One evening in the early days of the cottage renovation, all our budget used up, I was feeling pretty disgruntled about life…I seemed to conveniently forget that we’d successfully relocated our family to a lifestyle that is considered one of the best in the world and was focusing more on what I didn’t have.
I whined about the state of the cottage…why did I have to deal with a fixer-upper? I wanted it done and I wanted it now.
That evening I sat in the study, surfing the net and came across blogs featuring before and afters of their homes, stories of their thrifted finds and tales of decorating. Homes that were not full of money but more were loved, appreciated and happy.
Right away I decided to quit moaning and get on with it – I’ve always loved to play house and decorate and so I decided that so what if I had to work to a budget, so what if I couldn’t have it all right now? I would improvise, paint, make do and mend.

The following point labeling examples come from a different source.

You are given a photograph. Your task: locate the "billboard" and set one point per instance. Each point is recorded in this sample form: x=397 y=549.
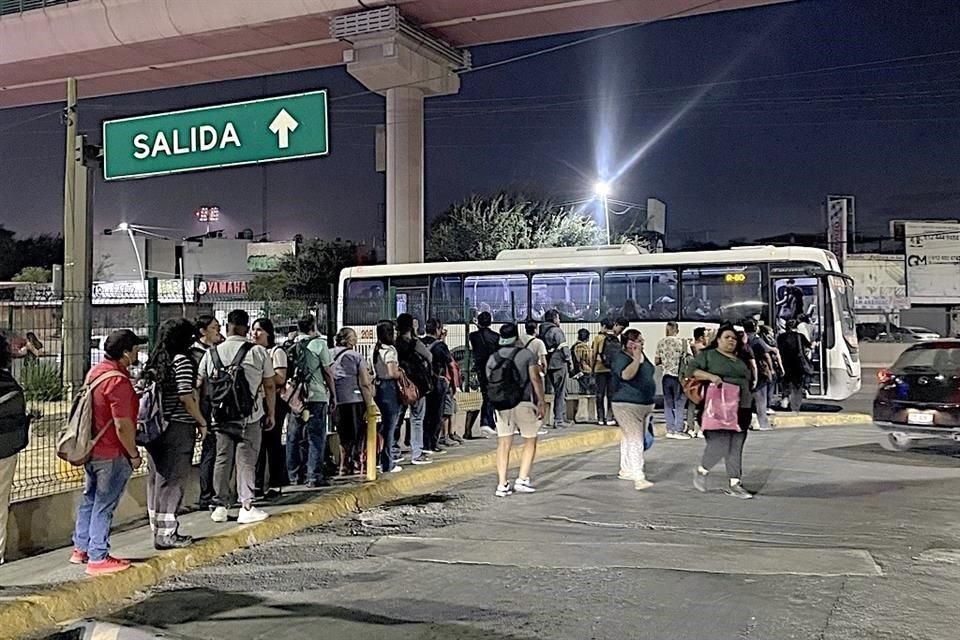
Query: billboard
x=267 y=256
x=838 y=210
x=879 y=282
x=932 y=262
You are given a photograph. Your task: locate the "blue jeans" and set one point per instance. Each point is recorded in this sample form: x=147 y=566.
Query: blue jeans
x=761 y=397
x=390 y=414
x=316 y=431
x=674 y=404
x=105 y=483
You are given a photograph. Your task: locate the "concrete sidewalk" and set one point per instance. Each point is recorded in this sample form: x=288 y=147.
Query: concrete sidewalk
x=43 y=591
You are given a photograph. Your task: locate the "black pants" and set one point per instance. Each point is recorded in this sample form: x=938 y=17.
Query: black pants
x=208 y=456
x=272 y=461
x=728 y=446
x=433 y=420
x=604 y=401
x=352 y=429
x=169 y=467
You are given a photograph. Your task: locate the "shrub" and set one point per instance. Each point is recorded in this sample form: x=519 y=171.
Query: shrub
x=41 y=382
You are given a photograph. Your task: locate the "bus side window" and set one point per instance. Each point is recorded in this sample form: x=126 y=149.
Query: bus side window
x=723 y=294
x=502 y=296
x=641 y=294
x=446 y=298
x=364 y=301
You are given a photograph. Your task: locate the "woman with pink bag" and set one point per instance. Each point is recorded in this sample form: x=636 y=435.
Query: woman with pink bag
x=728 y=409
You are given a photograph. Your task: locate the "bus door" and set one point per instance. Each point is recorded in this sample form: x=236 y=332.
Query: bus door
x=409 y=295
x=798 y=296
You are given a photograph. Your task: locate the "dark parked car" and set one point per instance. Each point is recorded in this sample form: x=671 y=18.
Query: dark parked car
x=919 y=396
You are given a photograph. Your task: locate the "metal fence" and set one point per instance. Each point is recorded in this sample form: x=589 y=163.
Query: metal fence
x=9 y=7
x=36 y=335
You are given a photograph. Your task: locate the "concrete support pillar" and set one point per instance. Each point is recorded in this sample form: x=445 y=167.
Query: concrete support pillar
x=406 y=72
x=405 y=226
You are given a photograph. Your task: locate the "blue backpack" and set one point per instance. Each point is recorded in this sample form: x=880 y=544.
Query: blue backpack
x=150 y=421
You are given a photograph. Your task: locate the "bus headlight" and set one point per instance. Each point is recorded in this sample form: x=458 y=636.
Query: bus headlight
x=848 y=365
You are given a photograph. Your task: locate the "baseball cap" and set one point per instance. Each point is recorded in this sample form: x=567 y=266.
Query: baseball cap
x=508 y=334
x=121 y=341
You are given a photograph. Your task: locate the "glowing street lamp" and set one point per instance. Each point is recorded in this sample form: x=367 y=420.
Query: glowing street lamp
x=602 y=191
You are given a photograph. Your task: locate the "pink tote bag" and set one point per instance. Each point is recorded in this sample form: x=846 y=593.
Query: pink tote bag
x=720 y=408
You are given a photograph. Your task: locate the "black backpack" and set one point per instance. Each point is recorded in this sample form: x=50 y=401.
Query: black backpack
x=416 y=367
x=505 y=386
x=231 y=400
x=14 y=421
x=609 y=350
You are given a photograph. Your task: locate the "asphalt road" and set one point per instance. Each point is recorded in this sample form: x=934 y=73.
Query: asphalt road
x=843 y=541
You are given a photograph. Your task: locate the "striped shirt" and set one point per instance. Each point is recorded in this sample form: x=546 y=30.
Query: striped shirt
x=179 y=381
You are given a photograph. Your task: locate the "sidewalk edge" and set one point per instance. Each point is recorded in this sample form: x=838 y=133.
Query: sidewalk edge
x=33 y=614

I started to look at all the things that were positive about the cottage and the reasons we’d bought it in the first place and looked at what I could do with all the potential – the wood floors, the sunshine streaming in, the huge old fig tree, the battered old deck and sash windows.
I decided this cottage would not be about what we didn’t have but what we did.
The more positive I became the more I knew this place was just right for the laid-back coastal chic look I loved so much…the furniture with a faded old patina, the vintage china I’d been collecting for years and the piles of old white linens I’d brought with me from England.
As my journey with transforming the cottage went on and as I came up with creative ways to get the laid-back coastal vibe I wanted without spending much money I began to see positive possibilities in much more than just our house.
I realized how my positive attitude to the cottage had turned it around from somewhere mediocre to a home to live a great life in. But more, I slowly began to see that there was something to this positive thing and actually it was key to my spirituality, my happiness and most importantly my confidence.
It’s taken a old tatty cottage on the wrong side of town to show me the right path and finally see what it’s all about.
It’s not all perfect in our new life, though it’s pretty special living by the sea. I still often feel unsure, let down and disappointed by things not going the way I wanted.
But now I’m just that little bit more confident that my attitude is actually the most important aspect to quality of life and to my own peaceful spirituality. Most importantly I have been shown that I am in control of that, no matter what happens around me.
I have more faith now and it’s a quite nice lesson to have learned.